Letzte Woche war ich in Bethanien und habe die letzten beiden Radierungen für das erste Kapitel von Klausbernd Vollmars Buch „Arktische Fantasien“ radiert.
Eigentlich ist es nun nicht mehr notwendig, nach Bethanien zu fahren und dort zu radieren, habe ich doch nun meine eigene Presse (siehe hier). Ich wollte allerdings die letzen Termine nicht absagen und ich mag auch die Kommunikation in der Druckwerkstatt. Vielleicht werde ich aufgrund dessen auch ab und an zum Ätzen in die Werkstatt fahren.
Am Donnerstag halte ich ein Referat zur Radierung an der Uni. So habe ich in Bethanien die Pressen fotografiert. Ich finde eine Radierpresse sieht sehr gut aus, ich mag die ausgeklügelte Mechanik.

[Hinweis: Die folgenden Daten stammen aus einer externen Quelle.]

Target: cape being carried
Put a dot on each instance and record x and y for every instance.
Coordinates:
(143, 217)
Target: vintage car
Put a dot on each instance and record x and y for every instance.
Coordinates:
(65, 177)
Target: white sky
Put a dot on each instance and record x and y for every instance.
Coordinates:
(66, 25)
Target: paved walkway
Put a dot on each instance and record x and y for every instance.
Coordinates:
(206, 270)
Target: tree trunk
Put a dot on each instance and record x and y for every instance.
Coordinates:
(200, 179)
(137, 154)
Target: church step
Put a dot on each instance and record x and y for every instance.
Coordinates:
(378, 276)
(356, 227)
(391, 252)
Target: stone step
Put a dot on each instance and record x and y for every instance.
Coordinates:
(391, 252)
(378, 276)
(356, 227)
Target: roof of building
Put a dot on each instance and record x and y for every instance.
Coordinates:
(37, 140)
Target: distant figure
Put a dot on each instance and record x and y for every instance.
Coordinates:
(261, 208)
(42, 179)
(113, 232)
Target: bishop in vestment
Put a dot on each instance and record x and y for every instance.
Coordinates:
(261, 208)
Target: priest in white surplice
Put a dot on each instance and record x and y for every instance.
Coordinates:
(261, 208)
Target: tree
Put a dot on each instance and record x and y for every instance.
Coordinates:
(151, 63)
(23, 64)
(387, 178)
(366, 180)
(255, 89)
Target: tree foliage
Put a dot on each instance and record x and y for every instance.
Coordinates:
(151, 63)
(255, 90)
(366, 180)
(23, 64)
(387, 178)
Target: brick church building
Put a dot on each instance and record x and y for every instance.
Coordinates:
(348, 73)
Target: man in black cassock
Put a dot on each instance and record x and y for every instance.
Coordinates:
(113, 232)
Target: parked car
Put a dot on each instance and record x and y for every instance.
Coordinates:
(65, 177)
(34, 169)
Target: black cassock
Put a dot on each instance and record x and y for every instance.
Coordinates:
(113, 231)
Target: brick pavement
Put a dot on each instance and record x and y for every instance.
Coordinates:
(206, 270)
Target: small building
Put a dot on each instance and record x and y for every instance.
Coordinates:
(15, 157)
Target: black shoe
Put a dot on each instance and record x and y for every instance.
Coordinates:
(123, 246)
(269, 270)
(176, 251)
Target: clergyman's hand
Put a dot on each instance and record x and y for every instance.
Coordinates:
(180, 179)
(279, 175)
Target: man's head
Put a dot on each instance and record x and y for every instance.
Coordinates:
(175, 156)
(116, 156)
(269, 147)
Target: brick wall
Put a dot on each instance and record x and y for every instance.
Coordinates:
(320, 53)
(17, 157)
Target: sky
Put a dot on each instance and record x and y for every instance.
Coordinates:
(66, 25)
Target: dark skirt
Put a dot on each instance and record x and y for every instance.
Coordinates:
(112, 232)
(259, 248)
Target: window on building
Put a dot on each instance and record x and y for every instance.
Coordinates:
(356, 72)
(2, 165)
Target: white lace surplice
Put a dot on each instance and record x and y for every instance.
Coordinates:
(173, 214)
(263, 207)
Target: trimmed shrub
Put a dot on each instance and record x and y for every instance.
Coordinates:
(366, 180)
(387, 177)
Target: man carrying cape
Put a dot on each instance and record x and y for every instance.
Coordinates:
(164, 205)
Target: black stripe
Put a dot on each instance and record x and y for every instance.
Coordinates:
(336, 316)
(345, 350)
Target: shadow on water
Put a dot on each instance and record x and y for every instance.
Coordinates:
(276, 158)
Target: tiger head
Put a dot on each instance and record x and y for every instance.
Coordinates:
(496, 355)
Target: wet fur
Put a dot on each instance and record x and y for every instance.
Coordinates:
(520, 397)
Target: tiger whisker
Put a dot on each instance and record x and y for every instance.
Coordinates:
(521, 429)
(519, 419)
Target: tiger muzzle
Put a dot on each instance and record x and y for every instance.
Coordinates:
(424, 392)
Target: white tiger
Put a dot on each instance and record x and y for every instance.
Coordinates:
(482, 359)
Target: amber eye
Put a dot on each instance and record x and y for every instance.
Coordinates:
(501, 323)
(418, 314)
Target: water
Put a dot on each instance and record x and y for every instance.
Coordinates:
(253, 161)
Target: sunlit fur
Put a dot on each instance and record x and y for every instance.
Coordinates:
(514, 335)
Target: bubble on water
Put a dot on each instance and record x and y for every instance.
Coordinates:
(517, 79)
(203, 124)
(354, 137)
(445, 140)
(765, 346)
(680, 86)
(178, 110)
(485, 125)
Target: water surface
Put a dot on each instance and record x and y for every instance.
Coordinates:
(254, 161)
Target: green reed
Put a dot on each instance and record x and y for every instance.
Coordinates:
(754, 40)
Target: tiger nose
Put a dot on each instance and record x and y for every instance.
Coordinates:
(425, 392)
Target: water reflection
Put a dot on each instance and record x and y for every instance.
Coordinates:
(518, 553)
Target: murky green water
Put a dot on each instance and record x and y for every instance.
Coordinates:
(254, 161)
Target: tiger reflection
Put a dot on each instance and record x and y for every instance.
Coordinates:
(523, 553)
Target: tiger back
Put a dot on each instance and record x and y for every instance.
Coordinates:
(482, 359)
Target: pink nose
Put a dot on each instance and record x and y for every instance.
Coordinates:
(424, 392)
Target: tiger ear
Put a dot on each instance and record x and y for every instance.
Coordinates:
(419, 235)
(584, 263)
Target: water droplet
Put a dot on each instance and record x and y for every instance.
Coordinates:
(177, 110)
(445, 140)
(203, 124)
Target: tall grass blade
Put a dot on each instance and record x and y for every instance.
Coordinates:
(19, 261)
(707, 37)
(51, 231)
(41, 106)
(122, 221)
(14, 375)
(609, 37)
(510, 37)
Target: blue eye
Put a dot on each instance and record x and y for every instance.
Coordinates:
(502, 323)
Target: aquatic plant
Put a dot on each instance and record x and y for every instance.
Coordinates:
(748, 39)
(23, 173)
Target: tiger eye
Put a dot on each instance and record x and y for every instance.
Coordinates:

Ich war noch nie in der Arktis, so sind die beiden Radierungen meine Vorstellung von der Arktis. Von Klausbernd weiß ich, dass seine Erinnerung und meine Vorstellung von der Arktis sich nicht decken. Wir werden darüber noch diskutieren, das wird sicher spannend. Für mich ist nicht nur eine reele Abbildung wichtig, denn dann kann ich ein Foto benutzen. Für mich persönlich sind die Linien in einer Radierung natürlich sehr wichtig. Klausbernd findet die Linien sehr unruhig.

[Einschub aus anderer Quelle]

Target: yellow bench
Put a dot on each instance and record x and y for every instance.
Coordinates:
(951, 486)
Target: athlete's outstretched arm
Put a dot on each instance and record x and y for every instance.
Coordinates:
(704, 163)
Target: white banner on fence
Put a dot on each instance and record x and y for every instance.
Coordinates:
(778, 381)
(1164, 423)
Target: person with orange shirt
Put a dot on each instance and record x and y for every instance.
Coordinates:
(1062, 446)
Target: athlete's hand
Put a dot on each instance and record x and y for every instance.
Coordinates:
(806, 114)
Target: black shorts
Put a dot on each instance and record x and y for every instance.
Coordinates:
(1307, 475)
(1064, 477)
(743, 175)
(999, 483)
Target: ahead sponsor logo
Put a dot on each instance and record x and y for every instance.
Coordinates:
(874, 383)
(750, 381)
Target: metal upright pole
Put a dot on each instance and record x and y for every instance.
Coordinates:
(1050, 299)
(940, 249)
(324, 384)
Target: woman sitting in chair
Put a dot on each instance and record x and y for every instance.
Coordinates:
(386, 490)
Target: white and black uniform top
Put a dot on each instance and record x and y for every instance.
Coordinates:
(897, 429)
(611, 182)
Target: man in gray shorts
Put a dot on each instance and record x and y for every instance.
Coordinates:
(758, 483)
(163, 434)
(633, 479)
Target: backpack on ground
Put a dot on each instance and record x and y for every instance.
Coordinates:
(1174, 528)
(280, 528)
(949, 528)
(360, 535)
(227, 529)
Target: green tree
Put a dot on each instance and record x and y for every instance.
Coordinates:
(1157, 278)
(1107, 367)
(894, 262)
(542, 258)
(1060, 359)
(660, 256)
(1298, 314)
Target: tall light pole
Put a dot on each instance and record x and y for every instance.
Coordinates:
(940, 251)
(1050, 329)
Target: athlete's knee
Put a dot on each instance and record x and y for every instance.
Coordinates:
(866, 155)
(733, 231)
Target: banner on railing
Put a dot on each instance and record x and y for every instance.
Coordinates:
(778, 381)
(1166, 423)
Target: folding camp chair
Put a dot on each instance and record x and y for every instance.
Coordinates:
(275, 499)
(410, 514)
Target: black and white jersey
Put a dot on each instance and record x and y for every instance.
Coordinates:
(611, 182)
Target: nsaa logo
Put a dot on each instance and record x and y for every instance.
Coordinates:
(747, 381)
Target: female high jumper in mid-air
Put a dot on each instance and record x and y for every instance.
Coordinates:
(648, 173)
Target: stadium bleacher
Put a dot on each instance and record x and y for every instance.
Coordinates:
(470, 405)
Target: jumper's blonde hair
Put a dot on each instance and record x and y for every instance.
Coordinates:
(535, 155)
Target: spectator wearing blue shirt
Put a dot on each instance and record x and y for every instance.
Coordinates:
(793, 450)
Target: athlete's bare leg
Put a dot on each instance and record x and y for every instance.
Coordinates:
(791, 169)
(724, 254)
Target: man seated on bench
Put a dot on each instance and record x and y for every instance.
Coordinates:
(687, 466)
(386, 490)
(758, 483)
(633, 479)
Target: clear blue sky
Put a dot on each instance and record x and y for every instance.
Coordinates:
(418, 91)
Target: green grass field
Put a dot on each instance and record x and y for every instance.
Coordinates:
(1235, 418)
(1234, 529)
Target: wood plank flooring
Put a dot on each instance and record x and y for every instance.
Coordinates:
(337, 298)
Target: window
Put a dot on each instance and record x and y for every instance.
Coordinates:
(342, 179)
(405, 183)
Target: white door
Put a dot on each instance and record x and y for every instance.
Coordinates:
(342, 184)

Wenn ich mir die Radierung „Eisfront“ anschaue, so ist da Eis dort tatsächlich sehr dramatisch, so wie ich mir das vorstelle, wenn ich an riesigen Eisfronten vorbei fahre. Aber in der Realität ist das Eis viel glatter und ich denke, ich habe Klausbernd richtig verstanden, wenn er von einer Stille in der Weite des Eises spricht.

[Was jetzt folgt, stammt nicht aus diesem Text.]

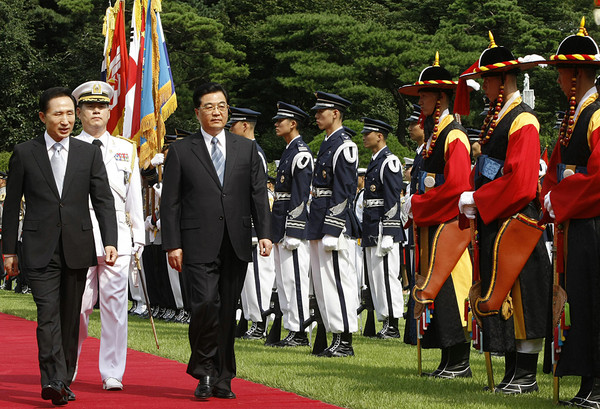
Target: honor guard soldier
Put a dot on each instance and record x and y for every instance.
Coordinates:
(107, 282)
(571, 197)
(511, 299)
(444, 265)
(331, 219)
(382, 227)
(288, 224)
(260, 277)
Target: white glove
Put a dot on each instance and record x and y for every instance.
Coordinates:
(148, 223)
(137, 250)
(158, 159)
(407, 207)
(387, 244)
(157, 189)
(466, 205)
(330, 242)
(548, 205)
(291, 243)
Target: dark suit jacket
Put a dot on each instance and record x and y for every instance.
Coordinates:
(195, 208)
(48, 216)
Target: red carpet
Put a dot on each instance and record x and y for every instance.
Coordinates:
(150, 381)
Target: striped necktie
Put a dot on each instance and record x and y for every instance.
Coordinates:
(218, 159)
(58, 167)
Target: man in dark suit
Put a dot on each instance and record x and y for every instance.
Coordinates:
(214, 187)
(56, 175)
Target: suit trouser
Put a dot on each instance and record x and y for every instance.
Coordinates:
(335, 286)
(57, 291)
(291, 273)
(110, 283)
(386, 287)
(258, 286)
(214, 289)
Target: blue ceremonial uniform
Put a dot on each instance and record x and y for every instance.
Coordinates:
(292, 191)
(334, 187)
(383, 185)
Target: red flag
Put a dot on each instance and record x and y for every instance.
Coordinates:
(116, 74)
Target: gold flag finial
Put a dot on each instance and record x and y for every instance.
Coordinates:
(582, 31)
(492, 42)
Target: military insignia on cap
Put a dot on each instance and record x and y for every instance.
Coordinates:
(429, 181)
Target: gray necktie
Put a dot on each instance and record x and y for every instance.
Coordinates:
(218, 159)
(98, 143)
(58, 167)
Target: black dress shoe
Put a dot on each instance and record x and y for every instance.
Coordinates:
(70, 394)
(204, 388)
(55, 391)
(223, 393)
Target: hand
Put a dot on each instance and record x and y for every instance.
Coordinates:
(148, 225)
(158, 159)
(157, 189)
(467, 206)
(111, 255)
(387, 244)
(175, 258)
(548, 205)
(11, 265)
(407, 208)
(264, 247)
(291, 243)
(137, 250)
(330, 242)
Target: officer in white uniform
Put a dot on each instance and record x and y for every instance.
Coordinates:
(110, 282)
(382, 228)
(288, 224)
(260, 275)
(331, 222)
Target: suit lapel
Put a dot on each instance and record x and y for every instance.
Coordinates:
(40, 153)
(231, 155)
(70, 170)
(199, 149)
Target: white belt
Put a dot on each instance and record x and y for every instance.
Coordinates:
(320, 192)
(373, 203)
(282, 196)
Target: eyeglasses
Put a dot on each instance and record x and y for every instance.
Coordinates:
(209, 108)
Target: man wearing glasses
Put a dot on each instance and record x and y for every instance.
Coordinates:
(214, 183)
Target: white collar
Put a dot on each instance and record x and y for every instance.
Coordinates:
(292, 141)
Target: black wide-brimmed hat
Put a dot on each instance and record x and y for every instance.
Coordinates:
(576, 50)
(431, 78)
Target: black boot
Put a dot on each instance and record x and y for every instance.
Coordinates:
(341, 346)
(588, 395)
(256, 331)
(510, 365)
(294, 339)
(523, 380)
(390, 329)
(441, 366)
(458, 362)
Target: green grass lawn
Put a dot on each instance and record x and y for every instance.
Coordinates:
(381, 375)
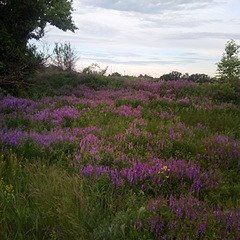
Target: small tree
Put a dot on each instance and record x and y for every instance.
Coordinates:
(95, 69)
(172, 76)
(64, 57)
(229, 66)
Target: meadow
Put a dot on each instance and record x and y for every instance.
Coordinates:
(103, 158)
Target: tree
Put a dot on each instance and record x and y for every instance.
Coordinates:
(229, 66)
(64, 57)
(21, 21)
(199, 78)
(172, 76)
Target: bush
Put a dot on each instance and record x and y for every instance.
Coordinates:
(224, 92)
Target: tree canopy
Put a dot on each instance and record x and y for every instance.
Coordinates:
(229, 66)
(23, 20)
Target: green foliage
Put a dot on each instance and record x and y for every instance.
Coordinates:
(199, 78)
(225, 92)
(20, 22)
(229, 66)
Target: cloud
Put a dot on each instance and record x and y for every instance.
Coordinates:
(149, 6)
(151, 35)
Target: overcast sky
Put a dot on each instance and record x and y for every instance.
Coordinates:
(151, 36)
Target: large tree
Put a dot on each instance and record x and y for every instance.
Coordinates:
(229, 66)
(21, 21)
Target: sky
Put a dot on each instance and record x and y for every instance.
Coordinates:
(151, 36)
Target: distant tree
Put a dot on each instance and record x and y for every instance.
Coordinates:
(145, 76)
(115, 74)
(95, 69)
(64, 57)
(229, 65)
(21, 21)
(199, 78)
(174, 75)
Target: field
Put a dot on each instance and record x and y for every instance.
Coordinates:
(119, 159)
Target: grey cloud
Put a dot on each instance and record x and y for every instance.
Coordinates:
(202, 35)
(149, 6)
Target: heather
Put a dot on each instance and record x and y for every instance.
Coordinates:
(96, 157)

Einen Eindruck von Klausbernds Reise in die Aktis könnt ihr hier auf seinem Blog erhalten.
For my english speaking reader:
I like etching and these days I etch to new leafs for the arctic cycle. But Klausbernd and I discus the structure of the ice front in the second etching. I like to discus it, I never been in the arctic and I draw and etch my imagination of it.